-----Original Message-----
From: Danka Puric [mailto:djaguard at gmail.com]
Sent: Tuesday, 05 January, 2021 13:28
To: Viechtbauer, Wolfgang (SP)
Cc: James Pustejovsky; R meta
Subject: Re: [R-meta] Dealing with effect size dependance with a small number of
studies
Dear Wolfgang,
message received (both times) :)
I'll respond inline as well.
On Tue, Jan 5, 2021 at 12:16 PM Viechtbauer, Wolfgang (SP)
<wolfgang.viechtbauer at maastrichtuniversity.nl> wrote:
Ok, I think I am replying to the right post now ...
Responses again below.
Best,
Wolfgang
-----Original Message-----
From: Danka Puric [mailto:djaguard at gmail.com]
Sent: Tuesday, 05 January, 2021 10:36
To: Viechtbauer, Wolfgang (SP)
Cc: James Pustejovsky; R meta
Subject: Re: [R-meta] Dealing with effect size dependance with a small
number of studies
Dear James, Wolfgang,
Thanks a lot for the quick and informative responses!
1. I guess I made things unnecessarily complicated :) The thing is, I know
that all these models are essentially the same:
notationa <- rma.mv(ES_corrected, SV, random = ~ factor(IDeffect) | IDstudy,
data=MA_dat_raw)
notationb <- rma.mv(ES_corrected, SV, random = ~ 1 | IDstudy/IDeffect,
data=MA_dat_raw)
notationc <- rma.mv(ES_corrected, SV, random = ~ IDeffect | IDstudy,
data=MA_dat_raw)
but I read in the Konstantopoulos (2011) example that they only deal with
the dependence arising from effect sizes coming from the same studies, but
NOT with dependence arising from multiple ES coming from the same group of
participants. I then erroneously concluded that in order to deal with this
type of dependence I would need to use struct = "UN", but I understand now
that's not the case.
Yes, the 'struct' part is a different issue.
If you directly want to account for dependency due to multiple effect size
estimates coming from the same group of subjects, you would need to calculate
the covariance between the sampling errors and include this in the 'V' matrix
(the second argument in rma.mv(), to which you are passing 'SV'). In addition,
we then also want to use a model like the one above to account for possible
dependency in the underlying true effects. That is in fact how things are done
in the Berkey example (and since 'outcome' is meaningful there, we can use
struct="UN" to have an estimate of tau^2 for the two different outcomes).

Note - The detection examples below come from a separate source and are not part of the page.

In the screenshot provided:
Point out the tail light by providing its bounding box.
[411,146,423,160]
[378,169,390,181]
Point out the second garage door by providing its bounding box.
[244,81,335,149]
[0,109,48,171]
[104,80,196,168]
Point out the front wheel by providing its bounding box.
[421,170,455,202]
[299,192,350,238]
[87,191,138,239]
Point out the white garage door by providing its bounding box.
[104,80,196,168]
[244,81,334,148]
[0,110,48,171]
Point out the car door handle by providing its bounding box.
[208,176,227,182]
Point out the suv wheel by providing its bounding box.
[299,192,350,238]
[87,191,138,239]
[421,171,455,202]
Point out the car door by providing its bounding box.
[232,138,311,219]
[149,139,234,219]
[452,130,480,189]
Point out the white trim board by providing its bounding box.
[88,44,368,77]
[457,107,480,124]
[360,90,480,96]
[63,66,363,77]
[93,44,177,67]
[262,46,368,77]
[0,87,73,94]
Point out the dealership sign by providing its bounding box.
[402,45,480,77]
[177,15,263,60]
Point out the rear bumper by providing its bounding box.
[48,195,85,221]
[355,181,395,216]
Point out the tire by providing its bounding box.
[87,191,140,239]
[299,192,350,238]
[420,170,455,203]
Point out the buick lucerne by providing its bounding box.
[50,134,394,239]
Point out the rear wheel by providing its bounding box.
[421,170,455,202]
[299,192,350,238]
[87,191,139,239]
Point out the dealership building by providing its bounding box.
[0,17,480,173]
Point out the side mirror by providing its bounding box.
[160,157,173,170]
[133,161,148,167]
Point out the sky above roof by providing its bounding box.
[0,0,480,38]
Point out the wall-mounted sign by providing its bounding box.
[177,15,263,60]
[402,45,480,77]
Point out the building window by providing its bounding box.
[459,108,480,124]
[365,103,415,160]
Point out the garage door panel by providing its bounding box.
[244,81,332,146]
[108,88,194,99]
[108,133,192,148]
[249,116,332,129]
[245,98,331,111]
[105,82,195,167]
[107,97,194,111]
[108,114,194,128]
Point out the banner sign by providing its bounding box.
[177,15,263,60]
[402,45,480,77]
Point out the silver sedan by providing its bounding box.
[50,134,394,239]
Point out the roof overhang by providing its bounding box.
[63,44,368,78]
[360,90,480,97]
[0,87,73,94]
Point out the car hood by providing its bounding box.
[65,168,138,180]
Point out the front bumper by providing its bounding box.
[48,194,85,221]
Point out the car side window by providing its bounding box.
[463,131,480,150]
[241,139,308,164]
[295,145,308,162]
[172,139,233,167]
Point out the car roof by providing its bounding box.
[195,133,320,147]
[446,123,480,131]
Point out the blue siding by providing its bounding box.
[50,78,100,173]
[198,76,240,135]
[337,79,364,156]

Thanks for the additional clarification! We will try to create "V"
using the impute_covariance_matrix function James suggested and then
use it instead of SV in our syntax:
model <- rma.mv(ES_corrected, V, random = ~ 1 | IDstudy / IDsubsample
/ IDeffect, data=MA_dat_raw)
Also, indeed, IDeffect does not refer to the type of outcome in a study.
Actually, we do have an outcome variable DV which could be used instead of
IDeffect, but sometimes it has the same value for several ESs in the same
group of participants, so it didn't seem appropriate to use it in this case.
I did realize the model with IDeffect was not structured like Berkey at al.
but thought it would be a better option, as IDeffect variables have unique
values across IDstudy.
As for sigma1.1 and sigma2.1. it's quite possible I just got something mixed
up when I compared different notations (I may have plotted the wrong model),
but anyway, this model is definitely wrong for the data, so I'll just leave
it at that.
2. So, just to be sure I got this right, the following model
model <- rma.mv(ES_corrected, SV, random = ~ 1 | IDstudy / IDsubsample/
IDeffect, data=MA_dat_raw)
in combination with clubSandwich robust estimates will yield adequate effect
size estimates for the situation where the same group of participants
provided more than one ES? That's actually the model I fit first, but then
thought wasn't appropriate after all.
Yes, this looks like a sensible approach. In principle, since you mentioned it
above, you could even consider:
random = ~ 1 | IDstudy / IDsubsample / IDOutcome / IDeffect
where IDOutcome is the id variable for the the different outcomes. This model
is in principle possible, since you mentioned that sometimes, within a
particular subsample, there are multiple effects for the same outcome (if this
were not the case, then IDOutcome and IDeffect would not be uniquely
identifiable). However, this may be pushing things a bit with k=69 estimates. In
essence, this is a five-level model, so two levels more than the 'three-level
model' described by Konstantopoulos (2011):
considered a two-level model, so the number of levels is 1 + the number of
hierarchical levels you are adding via 'random').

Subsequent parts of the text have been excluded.